Alcator C-Mod’s funding might be cut
Proposed budget cuts will put US fusion research & education at risk
Alcator C-Mod — MIT’s tokamak, a toroidal plasma confinement fusion device — is currently facing the possibility of getting all of its federal funding cut.
Housed in NW21, Alcator C-Mod has been in operation since 1992. It is one of the three major U.S. plasma fusion facilities and can produce the highest magnetic field and plasma pressure of any such device in the world. Nuclear fusion research aims to find ways in which a self-sustaining fusion reaction could provide a viable energy source.
President Obama’s proposed budget for fiscal year 2013, however, would cut all federal funding to Alcator C-Mod, which received $24 million from the Department of Energy in 2012, forcing the termination of the program. That amount, which currently constitutes almost the entire budget of the project, would be instead be used as part of the U.S.’s contribution to the International Thermonuclear Experimental Reactor (ITER), a plasma fusion reactor currently under construction in France. ITER is an international collaboration expected to begin operating in 2019 and designed to be the first fusion reactor to have a net positive energy output.
The proposed unexpected cuts to Alcator C-Mod have been met with criticism from MIT plasma science faculty as well as others in the field. According to Earl Marmar, the current head of the Alcator C-Mod project, plasma research at MIT is highly relevant to ITER. Massive gas mitigation, tokamak wall materials, and tritium retention are among some of the research topics being studied at MIT, which will be important for the ITER facility. Marmar foresees significant problems for all U.S. plasma facilities if domestic cuts are used to pay for contributions to ITER.
“Over the next few years of construction, the U.S. contribution to ITER will be as much as $300 million in peak years,” said Marmar. “The current total U.S. budget for fusion energy sciences is $400 million per year, so domestic research will be left with almost nothing.”
Without domestic programs, he says, there will be a large gap in research until ITER can begin doing serious science in the 2020s, and even then there will be areas of fusion physics it will be unable to test.
Ian Hutchinson, Professor of Nuclear Science and Engineering and head of Alcator C-Mod for its construction and first ten years of operation, agrees that it does not make sense for the U.S. to fund an international program by closing down domestic programs.
“What our international partners are doing at the moment is not shrinking,” said Hutchinson. “They’re actually expanding their domestic programs because they want to get strongly into fusion research and be in a position to benefit from their involvement in ITER.”
According to Hutchinson, there is already five years’ worth of high priority research for Alcator C-Mod lined up.

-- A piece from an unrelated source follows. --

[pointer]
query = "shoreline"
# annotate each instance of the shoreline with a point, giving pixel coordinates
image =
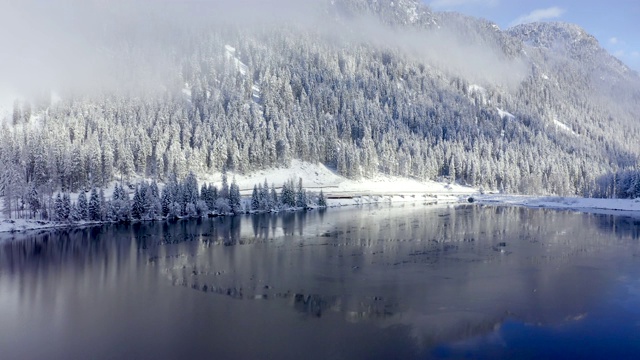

The current research is “influencing decisions that have and will be made on ITER,” he said, and the $24 million per year saved by closing MIT’s tokamak would only go a short way toward paying for the United States’ ITER contribution.
Perhaps the most serious issue, said Hutchinson and Marmar, is the effect on the education of U.S. plasma students. At MIT, the Alcator C-Mod supports 100 staff members, and there are currently thirty PhD students whose theses depend on the tokamak’s results. Marmar expects only slightly more than a third to be able to finish their degrees if the facility is closed at the end of the 2012 fiscal year. Students who are not close to done with their project will likely have a hard time finding funding elsewhere to complete their degrees. According to Science, the cuts would also affect the two other tokamaks also currently supported by the Department of Defense (DOE). Additionally, the cuts would cause Princeton University’s Plasma Physics Laboratory (PPPL) to “lay off about 100 of 435 staff,” PPPL Director Stewart Prager told Science.
MIT’s facility is “by far the most important of the three major U.S. plasma facilities for educating graduates,” he said. Losing it would ultimately hurt the U.S.’s involvement in ITER.
Hutchinson suggests the negative impact on education could be long-term as well.
“If we close down the domestic program in order to make our contribution to ITER, the U.S. will have no one left to participate in ITER when it is constructed, and our contribution will in the end be futile,” said Hutchinson. “We will be cutting off the education of future plasma experts.”
Dan Brunner G is feeling the immediate impact of the proposed funding cuts. He expects to finish his data collection in time even if the facility is shut down, but says, “It will be close. I have to get my data this summer, so I can’t take any breaks.”
Even with a degree, however, Brunner expects the funding to present a challenge.
“If the U.S. fusion budget keeps on this path, I won’t have job opportunities in the U.S. If the U.S. is serious about fusion, we need to fund domestic research and ITER because they depend on each other.” MIT graduate students in fusion have actively campaigned against the cuts, beginning fusionfuture.org to outline their position.
Marmar says that contingency plans have been created for the closure of the facility if the cuts are enacted in the 2013 budget, but says he “remains optimistic” that the shutdown can be avoided.
Marmar, Hutchinson, and Brunner said that nearly everyone in the nuclear science and engineering field is opposed to the cuts, but finding funding support has been difficult. Deval Patrick and John Kerry have visited the MIT facilities in the past week to show their support, and hope to get more politicians onboard soon.